Runnable examples for building voice, video, and telephony agents using LiveKit Agents
Overview
This repository contains everything you need to learn and build production-ready voice AI agents using LiveKit Agents. From single-file quickstarts to multi-agent orchestration systems with companion frontends, these examples demonstrate real-world patterns and best practices.
python-agents-examples/
├── docs/examples/ # 50+ focused, single-concept demos
└── complex-agents/ # 20+ production-style applications with frontends
Every example includes YAML frontmatter metadata (title, category, tags, difficulty, description) for easy discovery by both humans and tooling.
Quick Start
Prerequisites
| Requirement | Version | Notes |
|---|---|---|
| Python | 3.10+ | Required |
| pip / uv | Latest | Package management |
| LiveKit Account | — | Sign up free |
| Node.js | 18+ | Only for frontend demos |
| pnpm | Latest | Only for frontend demos |
Installation
# Clone the repository git clone https://github.com/livekit-examples/python-agents-examples.git cd python-agents-examples # Create and activate a virtual environment python -m venv venv source venv/bin/activate # Windows: venv\Scripts\activate # Install dependencies pip install -r requirements.txt
Environment Setup
Create a .env file in the repository root:
# Required - LiveKit credentials LIVEKIT_URL=wss://your-project.livekit.cloud LIVEKIT_API_KEY=your_api_key LIVEKIT_API_SECRET=your_api_secret # Provider keys (add as needed for specific examples) OPENAI_API_KEY=sk-... DEEPGRAM_API_KEY=... CARTESIA_API_KEY=... ELEVENLABS_API_KEY=... ANTHROPIC_API_KEY=...
Run Your First Agent
# Start an interactive voice session
python docs/examples/listen_and_respond/listen_and_respond.py consoleThe console argument opens an interactive terminal session where you can speak or type with the agent.
Examples by Category
Fundamentals
Start here to understand core agent concepts.

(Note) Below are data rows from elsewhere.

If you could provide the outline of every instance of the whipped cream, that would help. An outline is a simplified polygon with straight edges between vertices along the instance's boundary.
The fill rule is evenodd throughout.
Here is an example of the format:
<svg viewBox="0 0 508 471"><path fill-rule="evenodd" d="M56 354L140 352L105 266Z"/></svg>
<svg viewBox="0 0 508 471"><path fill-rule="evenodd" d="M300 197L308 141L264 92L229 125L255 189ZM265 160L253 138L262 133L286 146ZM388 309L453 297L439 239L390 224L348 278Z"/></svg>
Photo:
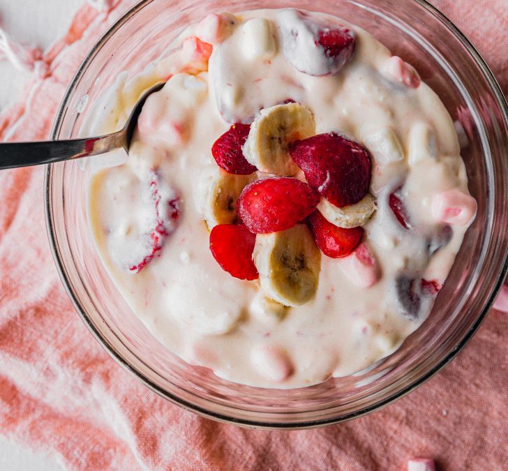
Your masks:
<svg viewBox="0 0 508 471"><path fill-rule="evenodd" d="M309 18L355 38L338 70L312 40ZM476 211L439 98L368 33L322 14L211 15L175 46L140 75L121 75L82 130L121 127L143 91L167 80L147 101L129 155L91 162L91 227L133 312L186 361L253 386L308 386L393 353L428 317ZM368 220L352 255L321 256L315 296L298 307L221 268L205 223L214 216L203 209L216 140L288 100L312 112L317 134L336 131L370 151L377 207L370 219L358 216ZM390 207L394 193L408 228ZM411 293L422 279L417 301Z"/></svg>

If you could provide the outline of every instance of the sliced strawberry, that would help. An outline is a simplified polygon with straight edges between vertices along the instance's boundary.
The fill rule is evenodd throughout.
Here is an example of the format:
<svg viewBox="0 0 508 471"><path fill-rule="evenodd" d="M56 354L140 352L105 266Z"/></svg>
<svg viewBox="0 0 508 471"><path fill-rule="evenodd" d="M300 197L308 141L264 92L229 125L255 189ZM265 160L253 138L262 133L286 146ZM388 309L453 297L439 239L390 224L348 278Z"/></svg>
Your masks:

| Example | Description | Difficulty |
|---|---|---|
| Listen and Respond | The simplest voice agent—listens and responds | Beginner |
| Tool Calling | Add function tools agents can invoke | Beginner |
| Context Variables | Inject user context into agent instructions | Beginner |
| Playing Audio | Play audio files within an agent | Beginner |
| Repeater | Echo back exactly what the user says | Beginner |
| Uninterruptable | Complete responses without interruptions | Beginner |
| Exit Message | Handle graceful session endings | Beginner |
Multi-Agent Systems
Build complex workflows with multiple specialized agents.
| Example | Description | Difficulty |
|---|---|---|
| Agent Transfer | Switch between agents mid-call using function tools | Intermediate |
| Medical Office Triage | Multi-department routing with context preservation | Advanced |
| Personal Shopper | E-commerce with triage, sales, and returns agents | Advanced |
| Doheny Surf Desk | Phone booking system with background observer agent | Advanced |
Telephony & SIP
Voice AI for phone systems.
| Example | Description | Difficulty |
|---|---|---|
| Answer Call | Basic inbound call handling | Beginner |
| Make Call | Outbound calling via SIP trunks | Beginner |
| Warm Handoff | Transfer calls to human agents | Intermediate |
| SIP Lifecycle | Complete call lifecycle management | Advanced |
| Survey Caller | Automated surveys with CSV data collection | Intermediate |
| IVR Navigator | Navigate phone menus using DTMF | Advanced |
Pipeline Customization
Intercept and modify the STT → LLM → TTS pipeline.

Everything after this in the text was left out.